Vergabeverfahren unterhalb der EU-Schwellenwerte

  • Bei Liefer- und Dienstleistungsaufträgen unterhalb der EU-Schwellenwerte können die Vergabestellen des Bundes bis zu einer Wertgrenze von 100.000 € ohne Umsatzsteuer wahlweise Beschränkte Ausschreibungen ohne Teilnahmewettbewerb oder Verhandlungsvergaben mit oder ohne Teilnahmewettbewerb durchführen;
  • bei Bauaufträgen unterhalb der EU-Schwellenwerte, die von Vergabestellen des Bundes vergeben werden, beträgt die Grenze für Beschränkte Ausschreibungen ohne Teilnahmewettbewerb bis zu einem geschätzten Auftragswert von 1 Million € ohne Umsatzsteuer;
  • Vergabestellen des Bundes können Freihändige Vergaben bis zu einem geschätzten Auftragswert von 100.000 € ohne Umsatzsteuer durchführen.
  • Die Werte für den Direktauftrag von Waren und Dienstleistungen werden von 1.000 auf 3.000 € und
  • beim Direktauftrag von Bauleistungen von 3.000 auf 5.000 € hochgesetzt. Hier kann der öffentliche Auftraggeber unmittelbar den Auftrag erteilen, ohne zuvor ein förmliches Vergabeverfahren durchführen zu müssen.
  • Die Fristen für die Einreichung der Angebote und Teilnahmeanträge können leichter verkürzt werden.

Die Regelungen sollen gleichermaßen für Zuwendungsempfänger, die die Unterschwellenvergabeordnung (UVgO) oder die Vergabe- und Vertragsordnung für Bauleistungen, Teil A (VOB/A) anzuwenden haben, gelten.

 

Auftragsvergaben oberhalb der EU-Schwellenwerte

 

Zu Auftragsvergaben oberhalb der EU-Schwellenwerte halten die Handlungsleitlinien fest, dass angesichts der drohenden konjunkturellen Lage von der Dringlichkeit investiver Maßnahmen der öffentlichen Hand auszugehen sei.
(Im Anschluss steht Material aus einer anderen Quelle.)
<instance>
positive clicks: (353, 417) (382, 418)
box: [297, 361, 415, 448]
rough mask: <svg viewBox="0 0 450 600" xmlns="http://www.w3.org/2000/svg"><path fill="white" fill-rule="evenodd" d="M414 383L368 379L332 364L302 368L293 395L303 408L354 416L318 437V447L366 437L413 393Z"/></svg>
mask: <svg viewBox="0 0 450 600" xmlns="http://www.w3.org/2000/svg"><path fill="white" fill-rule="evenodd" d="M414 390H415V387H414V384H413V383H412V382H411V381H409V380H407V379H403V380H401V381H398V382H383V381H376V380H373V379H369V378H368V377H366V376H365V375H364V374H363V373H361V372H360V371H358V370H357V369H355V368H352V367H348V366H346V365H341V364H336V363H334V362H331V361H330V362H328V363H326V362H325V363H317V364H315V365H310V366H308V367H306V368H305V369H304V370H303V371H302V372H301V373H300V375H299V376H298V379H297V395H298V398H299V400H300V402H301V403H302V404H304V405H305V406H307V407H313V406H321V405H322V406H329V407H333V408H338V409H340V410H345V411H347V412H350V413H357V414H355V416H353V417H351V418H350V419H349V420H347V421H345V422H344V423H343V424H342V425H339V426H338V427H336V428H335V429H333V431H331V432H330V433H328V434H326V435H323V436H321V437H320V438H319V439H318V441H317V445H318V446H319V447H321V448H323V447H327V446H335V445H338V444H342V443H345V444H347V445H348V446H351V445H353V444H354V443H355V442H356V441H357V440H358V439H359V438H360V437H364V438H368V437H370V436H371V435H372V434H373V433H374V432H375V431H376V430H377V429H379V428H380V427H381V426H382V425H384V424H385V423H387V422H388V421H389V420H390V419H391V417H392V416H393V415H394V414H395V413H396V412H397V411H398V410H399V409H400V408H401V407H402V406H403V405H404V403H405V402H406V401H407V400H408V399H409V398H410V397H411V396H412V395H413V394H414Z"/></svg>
Daher könne die Vergabestelle bei der Berechnung von Teilnahme- und Angebotsfristen "in der Regel" von den Verkürzungsmöglichkeiten bei hnreichend begründeter Dringlichkeit (z. B. in § 15 Abs. 3 VgV; § 16 Abs. 3 VgV, § 17 Abs. 3 VgV bzw. § 9 EU Abs. 1 Nr. 2 VOB/A) Gebrauch machen.  

 

Die Bundesregierung will auch auf EU-Ebene für ein verbessertes EU-Vergaberecht werben

 

Die Bundesregierung unterstreicht in den Handlungsleitlinien zugleich auch die Bedeutung der öffentlichen Beschaffung zur Verwirklichung der Klimaschutzziele und Ziele der Deutschen Nachhaltigkeitsstrategie. Darüber hinaus sollen die öffentlichen Investitionsfördermaßnahmen insbesondere auch dafür genutzt werden, um Kleine und Mittlere Unternehmen, Start-Ups und Innovationen zu stärken.

 

Über die Handlungsleitlinien hinaus wird das Bundesministerium für Wirtschaft und Energie im Rahmen der EU-Ratspräsidentschaft auch auf Europäischer Ebene für die Optimierung des EU-Vergaberechts werben. Denn die umfangreicheren Investitionsmaßnahmen der öffentlichen Hand, die zur Konjunkturbelebung besonders wichtig sind, müssen in vielen Fällen nach europäischem Vergaberecht ausgeschrieben werden.

 

Ressourcen für Planung und Vergabe sollen gestärkt werden

 

Die Handlungsleitlinien betonen schließlich, dass gerade bei größeren Investitionsvorhaben der öffentlichen Hand das eigentliche Vergabeverfahren einen verhältnismäßig kurzen Zeitraum einnimmt; daher seien auch zügige Planungs- und Genehmigungsverfahren von großer Bedeutung (s. hinsichtlich möglicher Verbesserungen des Vergaberechts auch hier). Um die Planung und Vergabe konkreter Investitionsprojekte schnell und effizient umsetzen zu können, "sind daher die entsprechenden Verwaltungseinheiten im Rahmen des bestehenden Planstellen- und Stellenbestandes mit ausreichenden personellen und materiellen Ressourcen auszustatten", heißt es in den Handlungsleitlinien. Länder und Kommunen sollen hierauf gleichfalls hinwirken. 

 

Handlungsleitlinien gelten bis zum 31.12.2021

 

Die Handlungsleitlinien sind am Tag nach deren Veröffentlichung in Kraft getreten und treten am 31.12.2021 außer Kraft. Sie finden die Handlungsleitlinien hier.